Omega has a big squad of strong riders capable of winning anything, a team not over-reliant on him to win and not famous for taking things too seriously.
Victory on his mind
“As long as the team goes in with what it’s got and tries to be as successful as possible in whatever field it’s working in, then I think that’s the most important,” he says.
“I’ve never been a rider to hold back: if I can win six stages of the Tour then I’ve never been happy with five. That’s the way I am and if I’m in a team that does that, that’s fine. It’s like HTC, every race we went into, we went in to win, you know? At the Tour we realised we couldn’t win the yellow jersey, but we went in to win everything else and we never did races for training, we went in and worked for the team to win as much as possible.
“And I think I’ve found that again with Omega Pharma-Quick Step and the signings we have for next year  showed we were lacking in GC riders, so signing Rigoberto [Uran] for the GC in Grand Tours and the hilly Classics for him, we’ve now got Alessandro [Petacchi] and [Mark] Renshaw for the sprints and as we’ve already got that strong Classics base I think we’re going to be successful across the board, from WorldTour, Grand Tour to one-day races and Classics.
“And that’s something that’s important for me, I don’t just get a buzz crossing the finish line first or from one of my team-mates in that race crossing the line; if a team-mate in a parallel race wins, I get as much of a buzz from that. I like to be part of something successful, with people working together and I think this team has that attitude.”
There’s always a risk integrating a volatile character with a big reputation into an established and successful team. Cavendish has been a winning rider for several seasons now, he wasn’t an unknown quantity and adding ‘Cavendish’ to an established squad needed some kind of bedding-in period.

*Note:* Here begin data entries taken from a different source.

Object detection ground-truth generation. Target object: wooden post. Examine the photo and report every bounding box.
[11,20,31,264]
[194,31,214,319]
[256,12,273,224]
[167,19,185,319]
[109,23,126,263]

“Yeah, it’s now easier coming in to 2014 than it was at the start of my first season with the team, you know?” he explains. “I came in. I’m the new kid. There were only three guys I had raced with before in the team and it’s just human nature. You don’t just embrace something new straight away.
“In the end it didn’t take long – a matter of months. You get the odd person saying, ‘Oh, it’s not working out,’ after two months; well… it’s just two months, you know? The fact that after four months we were winning five stages of a Grand Tour [the Giro] I think shows how quickly that transition happened and the management are already building on that for 2014. They have a vision for the future, not saying, ‘We’ve got the guys already, you don’t need any.’ They are working towards building on something that has already been successful – this is a team that won four stages of the Tour and five stages of the Giro.
We could have done better in the Classics, but Tom [Boonen] crashed out and ultimately we still won more than any other team this year and we are still building on it, not sitting back and resting on it, so we’re signing new people and looking at areas we can improve on. It was something that reminded me very strongly of HTC and it’s really nice to be a part of that process.”